The two released detainees said they were not allowed access to lawyers while in detention and they were only brought before a judge after being held for lengthy periods of time. In the other two other cases, the detainees were never taken before a judge or prosecutor, according to relatives.
Under international law and in the absence of emergency provisions, authorities should bring a suspect before a judge within 48 hours of arrest to review the legality and necessity of the continued detention and to ensure that the detainee’s rights are respected. All detainees should be promptly charged or released. Local law provides that authorities should charge a detainee and take them before a court within five days of arrest.
The authorities should ensure that there is a clear legal basis for all detentions, that all detainees have access to legal counsel, including during interrogation, and that families are immediately notified if a loved one is detained and given details of their whereabouts. Detainees should promptly be taken before a judge to rule on the legality of their detention, and all authorities should immediately comply with any judicial order for release.
International human rights law, which the Autonomous Administration has incorporated into its constitution, provides that detainees have a right of access to a lawyer and to inform people of their choosing about their detention.
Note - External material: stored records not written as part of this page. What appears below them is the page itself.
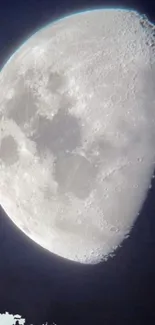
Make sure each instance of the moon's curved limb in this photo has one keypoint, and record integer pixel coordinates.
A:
(77, 132)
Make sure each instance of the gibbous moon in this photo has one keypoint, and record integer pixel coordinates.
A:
(77, 132)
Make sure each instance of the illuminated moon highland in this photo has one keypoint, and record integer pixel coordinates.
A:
(77, 132)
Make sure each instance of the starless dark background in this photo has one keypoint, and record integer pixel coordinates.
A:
(42, 286)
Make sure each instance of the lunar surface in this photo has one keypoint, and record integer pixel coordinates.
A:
(77, 132)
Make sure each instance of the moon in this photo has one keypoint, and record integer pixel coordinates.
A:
(77, 132)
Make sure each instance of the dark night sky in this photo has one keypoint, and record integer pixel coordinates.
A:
(41, 286)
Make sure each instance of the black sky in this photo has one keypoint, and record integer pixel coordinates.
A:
(41, 286)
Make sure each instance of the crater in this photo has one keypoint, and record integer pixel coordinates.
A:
(74, 173)
(23, 106)
(9, 150)
(58, 135)
(55, 82)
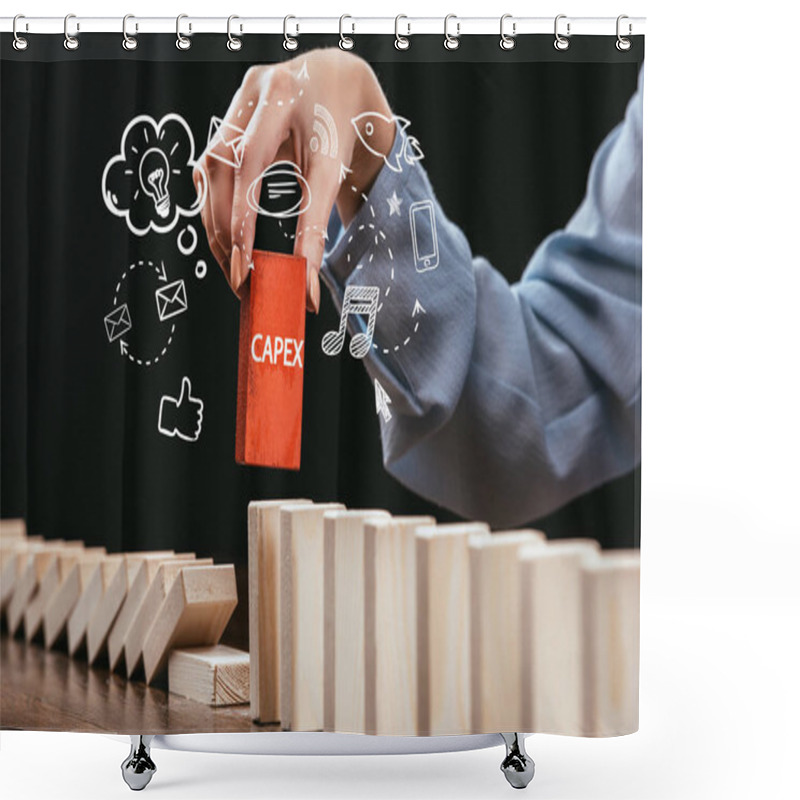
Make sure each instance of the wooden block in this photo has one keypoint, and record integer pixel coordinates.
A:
(263, 569)
(302, 616)
(150, 607)
(552, 635)
(14, 558)
(443, 628)
(495, 629)
(57, 611)
(12, 529)
(272, 322)
(344, 651)
(36, 564)
(58, 569)
(216, 676)
(78, 622)
(611, 643)
(195, 613)
(143, 575)
(390, 625)
(114, 592)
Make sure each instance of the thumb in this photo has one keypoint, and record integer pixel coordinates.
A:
(186, 391)
(312, 225)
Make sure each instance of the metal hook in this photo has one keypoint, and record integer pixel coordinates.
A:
(401, 42)
(346, 42)
(289, 43)
(182, 42)
(234, 43)
(561, 42)
(507, 42)
(20, 42)
(451, 42)
(70, 42)
(129, 42)
(623, 43)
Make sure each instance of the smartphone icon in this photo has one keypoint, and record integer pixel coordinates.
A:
(423, 235)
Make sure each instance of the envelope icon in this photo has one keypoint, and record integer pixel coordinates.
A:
(118, 322)
(171, 300)
(227, 140)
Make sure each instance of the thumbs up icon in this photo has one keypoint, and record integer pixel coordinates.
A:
(182, 417)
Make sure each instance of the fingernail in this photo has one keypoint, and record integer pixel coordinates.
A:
(236, 268)
(315, 293)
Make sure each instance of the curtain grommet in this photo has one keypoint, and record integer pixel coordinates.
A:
(71, 42)
(623, 44)
(234, 43)
(451, 42)
(289, 42)
(182, 42)
(507, 42)
(561, 42)
(20, 42)
(346, 42)
(401, 42)
(129, 42)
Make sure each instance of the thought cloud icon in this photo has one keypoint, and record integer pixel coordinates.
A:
(149, 182)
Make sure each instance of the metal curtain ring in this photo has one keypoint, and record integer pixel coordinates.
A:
(401, 42)
(234, 43)
(70, 42)
(289, 42)
(129, 42)
(507, 42)
(561, 42)
(182, 42)
(20, 42)
(346, 42)
(451, 42)
(623, 43)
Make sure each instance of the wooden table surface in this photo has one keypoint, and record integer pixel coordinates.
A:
(46, 690)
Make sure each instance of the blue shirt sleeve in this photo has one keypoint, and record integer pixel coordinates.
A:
(506, 400)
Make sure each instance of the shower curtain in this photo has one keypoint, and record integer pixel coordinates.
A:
(402, 280)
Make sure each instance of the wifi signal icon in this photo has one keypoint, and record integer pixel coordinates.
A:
(325, 139)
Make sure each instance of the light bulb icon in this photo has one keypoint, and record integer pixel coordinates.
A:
(154, 177)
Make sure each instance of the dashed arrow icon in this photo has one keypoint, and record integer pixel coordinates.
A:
(382, 401)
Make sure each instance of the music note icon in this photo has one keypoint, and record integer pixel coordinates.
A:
(357, 300)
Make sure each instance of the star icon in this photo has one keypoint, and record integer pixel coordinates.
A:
(394, 204)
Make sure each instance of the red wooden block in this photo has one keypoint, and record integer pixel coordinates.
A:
(272, 326)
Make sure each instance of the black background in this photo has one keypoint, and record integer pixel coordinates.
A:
(508, 139)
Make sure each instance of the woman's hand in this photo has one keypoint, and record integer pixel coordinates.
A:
(275, 106)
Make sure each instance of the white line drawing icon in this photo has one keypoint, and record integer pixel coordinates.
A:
(149, 182)
(325, 139)
(372, 125)
(357, 300)
(394, 203)
(171, 300)
(118, 322)
(423, 235)
(382, 402)
(154, 177)
(181, 416)
(185, 249)
(288, 192)
(230, 147)
(343, 172)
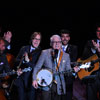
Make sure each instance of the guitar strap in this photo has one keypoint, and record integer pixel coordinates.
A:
(57, 67)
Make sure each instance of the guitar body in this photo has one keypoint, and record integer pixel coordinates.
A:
(84, 72)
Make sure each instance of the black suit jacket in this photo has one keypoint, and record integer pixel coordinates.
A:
(27, 76)
(72, 51)
(4, 67)
(87, 52)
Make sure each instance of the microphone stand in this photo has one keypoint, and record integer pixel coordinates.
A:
(55, 60)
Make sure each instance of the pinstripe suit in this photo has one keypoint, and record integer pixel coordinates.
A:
(46, 60)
International law also obliges authorities to maintain careful records of detentions and to share that information with appropriate people so that the detainee is protected by law and there is effective accountability for all detentions.
When authorities are informed that a person may have been forcibly disappeared or is otherwise missing and state forces are believed to be responsible, the authorities are obliged to conduct an effective investigation capable of determining the person’s whereabouts and situation. An enforced disappearance under international law occurs when a person is deprived of their liberty by state officials or their agents, followed by a refusal to acknowledge the arrest or to reveal the person’s fate or whereabouts.
Enforced disappearances violate a range of fundamental human rights protected under international law, including prohibitions against arbitrary arrest and detention; torture and other cruel, inhuman, or degrading treatment; and extrajudicial execution. Enforced disappearances also contravene the right to due process and fair trials. The international norms regarding prison conditions are set out in the United Nations Standard Minimum Rules for the Treatment of Prisoners (the “Mandela Rules”). Rule 58 protects a prisoner’s right to receive visits “at regular intervals” from family and friends.
“So long as the Autonomous Administration is holding itself out as the de facto government in the northeast and conducts arrests and court proceedings, it needs to adhere to basic international human rights obligations,” Fakih said. “Insecurity is never a valid excuse for infringing on detainee rights.”